А когда они тронулись, Фролов, наклонившись к Михайлову, сказал:

 Ты так, Виталий, говоришь о стариках, будто им замены нет.

 Нет, Николай, я о фронтовиках говорю, а не о стариках Ну да, я тебя понял. Есть замена, почему. Самоотдача не та. Ты посмотри на Назарова. Он за годы командования дивизионом в землю врос. Раза три его вышибали с первого места, и все А стреляющий? В десятку лучших входит. Хотя войну пушкарем закончил. Но парадокс знаешь в чем? Они, фронтовики, не от науки, как мы с тобой, а от самой жизни идут. Мы формулами напичканы. У меня макушка уже в темноте светится,  и он поднял шапку.  Кандидатскую защищу, совсем лысым стану. Жена говорит: мне идет.

Ехали осторожно. Предрассветное небо с каждой минутой становилось бледнее и мягче, и степь, которая, как показалось Анисину, будто бы лежавшая где-то внизу, теперь поднялась и была рядом, приняв свой обычный бесконечно пустынный вид. Анисин нетерпеливо смотрел вперед, по сторонам, и от приближения чего-то необыкновенного, тайного у него колотилось и замирало временами сердце. «Тут, тут и все решится,  думал он,  Не сегодня, так завтра, послезавтра, но решится. Я все увижу и приму первый бой»,  продолжал он говорить с собой и смотреть из кабины то вперед, то вправо, замечая на снегу следы ворон.

Но как и когда Анисин потерял все это из вида, он не помнил: перед глазами встала совсем другая картина. Он видел себя дома, на даче у деда. Утром, вернувшись с рыбалки, он настоял, чтоб к столу все явились «при параде». Отец Виктора вышел в черном костюме, на нем ордена. Сам дед причесался, надел с накладными карманами гимнастерку, баба Настя и мать явились в новых платьях, а Виктор в лейтенантской форме. Мать смотрела на него счастливыми глазами и все летала по дому.

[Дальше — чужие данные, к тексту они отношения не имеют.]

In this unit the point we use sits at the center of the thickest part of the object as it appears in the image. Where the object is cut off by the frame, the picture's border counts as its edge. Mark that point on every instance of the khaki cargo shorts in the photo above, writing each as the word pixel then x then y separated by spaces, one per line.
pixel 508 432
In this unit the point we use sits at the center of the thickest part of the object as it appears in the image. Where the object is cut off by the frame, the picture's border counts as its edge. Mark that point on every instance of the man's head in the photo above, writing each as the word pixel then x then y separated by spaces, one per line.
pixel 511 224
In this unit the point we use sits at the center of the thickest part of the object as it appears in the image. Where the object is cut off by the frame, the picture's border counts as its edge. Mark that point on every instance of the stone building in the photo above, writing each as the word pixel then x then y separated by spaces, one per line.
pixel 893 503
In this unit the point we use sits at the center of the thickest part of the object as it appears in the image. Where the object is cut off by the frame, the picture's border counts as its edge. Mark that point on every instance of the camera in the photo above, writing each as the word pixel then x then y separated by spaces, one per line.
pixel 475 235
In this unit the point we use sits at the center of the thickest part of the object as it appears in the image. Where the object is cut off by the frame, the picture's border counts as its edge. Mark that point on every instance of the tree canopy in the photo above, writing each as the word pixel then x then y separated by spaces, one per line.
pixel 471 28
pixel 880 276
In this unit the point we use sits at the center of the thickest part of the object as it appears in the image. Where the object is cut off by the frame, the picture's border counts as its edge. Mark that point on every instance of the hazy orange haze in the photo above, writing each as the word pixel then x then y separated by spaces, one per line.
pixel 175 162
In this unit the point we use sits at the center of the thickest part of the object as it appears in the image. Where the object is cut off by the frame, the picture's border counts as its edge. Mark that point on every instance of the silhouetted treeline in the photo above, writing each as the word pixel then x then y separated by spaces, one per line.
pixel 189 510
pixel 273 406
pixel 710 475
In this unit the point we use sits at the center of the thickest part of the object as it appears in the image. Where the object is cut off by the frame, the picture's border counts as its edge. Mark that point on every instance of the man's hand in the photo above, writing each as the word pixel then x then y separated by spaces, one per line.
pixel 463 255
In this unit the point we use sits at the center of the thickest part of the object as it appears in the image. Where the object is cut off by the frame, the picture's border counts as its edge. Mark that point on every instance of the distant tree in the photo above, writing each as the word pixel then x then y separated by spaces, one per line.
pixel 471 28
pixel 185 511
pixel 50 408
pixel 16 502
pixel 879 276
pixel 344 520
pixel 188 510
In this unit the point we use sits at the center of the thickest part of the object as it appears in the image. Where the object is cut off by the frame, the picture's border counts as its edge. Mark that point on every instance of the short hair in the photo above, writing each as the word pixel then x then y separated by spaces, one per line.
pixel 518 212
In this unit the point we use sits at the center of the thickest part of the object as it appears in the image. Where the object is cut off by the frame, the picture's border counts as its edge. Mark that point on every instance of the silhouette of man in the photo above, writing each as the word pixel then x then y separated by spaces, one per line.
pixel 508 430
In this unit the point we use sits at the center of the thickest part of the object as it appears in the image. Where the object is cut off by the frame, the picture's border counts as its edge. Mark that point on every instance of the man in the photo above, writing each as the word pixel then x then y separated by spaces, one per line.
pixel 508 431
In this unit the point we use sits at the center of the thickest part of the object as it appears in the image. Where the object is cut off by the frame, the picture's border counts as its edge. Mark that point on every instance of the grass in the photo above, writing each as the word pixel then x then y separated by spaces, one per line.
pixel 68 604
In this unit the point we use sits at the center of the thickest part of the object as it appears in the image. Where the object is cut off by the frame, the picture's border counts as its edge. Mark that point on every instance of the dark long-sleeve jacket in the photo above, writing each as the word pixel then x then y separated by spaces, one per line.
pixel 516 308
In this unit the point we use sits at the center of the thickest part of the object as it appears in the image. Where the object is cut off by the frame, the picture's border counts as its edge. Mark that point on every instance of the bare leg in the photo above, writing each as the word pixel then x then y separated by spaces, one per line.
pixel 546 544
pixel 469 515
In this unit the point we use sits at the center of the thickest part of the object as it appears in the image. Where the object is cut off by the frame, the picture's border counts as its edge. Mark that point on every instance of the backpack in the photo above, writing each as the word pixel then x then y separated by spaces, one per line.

 Ну хватит вам, разбегались. Садитесь, чествовать выпускника будем,  ворчливо заметил дед и первым занял место во главе стола.

Справа он зачем-то положил мастерок, налил всем по первой и встал. За ним последовали все.

 С выпуском, значит, тебя, Виктор. Рады мы, что ты стал офицером. Отцу и матери радость принес. Ну, ну, потекло,  увидев слезы у дочери, прервал он.

 Я все, пап, я так

 Слава богу, что не за деньги. И вот что я хочу сказать тебе, Виктор. Должность офицерская тяжелая, но уважаемая. Отец знает, вон, видал, сколько орденов имеет. Мне, правда, не пришлось много служить, дома все строил. Но горжусь, горжусь, что этим самым мастерком в твои годы довелось стены в Кремле латать. Не я один, бригада там целая была. Лучших нас, комсомольцев, отобрали. Думал я, и ты в меня пойдешь. Помнишь, учил. Я даже на тебя вначале обиделся. Ишь, думаю, хлыщ какой, известки испугался. Обиды теперь не таю. Время такое: одним надо строить, другим защищать. Вот и будь настоящим защитником. Чтоб фамилия Анисиных гремела, чтоб на любом посту тебя добрым словом вспоминали. Чтоб знали: мы, Анисины, свою марку держим.